One of our goals as the QIO is to work with health care providers to improve areas of patient safety and disease prevention, as well as provide case review services to ensure people with Medicare receive the best possible care.
Patient Safety
For several years, we have been working extensively with hospitals in North and South Carolina to improve health care processes and systems to reduce medical errors. Current Medicare-sponsored quality improvement initiatives on surgical safety and heart failure treatment in hospitals build on the work that we began many years ago. In the ninth contract cycle with CMS, we are promoting new initiatives, such as the reduction of the incidence of health care-associated Methicillin-resistant Staphlylococcus aureus (MRSA) infections and the prevention and healing of pressure ulcers in hospital patients.
We have also been working closely with Carolina nursing homes for many years on patient safety. In addition to reducing the incidence of pressure ulcers within nursing homes, we are continuing our work on lowering the usage of physical restraints in these facilities.

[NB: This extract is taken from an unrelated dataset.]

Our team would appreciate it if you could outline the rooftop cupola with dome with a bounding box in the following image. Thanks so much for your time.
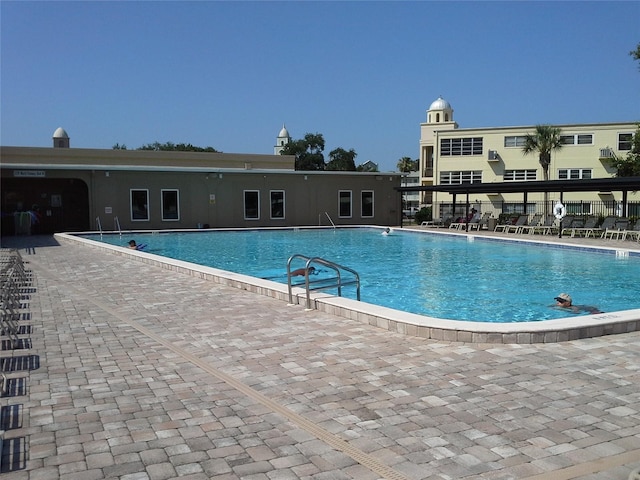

CCME has created a one-of-a-kind, online resource to promote a Medicare initiative for drug safety education and awareness.The website, Drug Safety in the Carolinas Medicare Population, allows users to query and generate detailed information on drug safety measures. Pharmacists, health care practitioners, researchers, educators, managed care organizations, and others who are interested in studying drug safety may obtain comprehensive reports of drug-on-drug interactions (DDI) and potentially inappropriate medications (PIM) within demographic groups for Medicare Part D enrollees at the county, regional, and state levels in North and South Carolina.
Disease Prevention
Building on our previous work in disease prevention activities, we are working with a select group of physician practices in the Carolinas that has already implemented an electronic health record (EHR) system certified by the Certification Commission for Healthcare Information Technology (CCHIT). Collaborating practices will work with us to implement care management processes, using their certified EHRs, to improve their rates of breast cancer and CRC screening and influenza and pneumococcal vaccination and report their data to CMS.
Case Review Services
Mandatory case review contributes to improved quality of care for people with Medicare in North and South Carolina. Whenever specific requests or referrals are made, our review team of health care professionals conducts quality, utilization, and coding determinations on individual cases. Such review allows us to provide oversight on medical necessity, appropriateness and quality of care delivered to Medicare patients.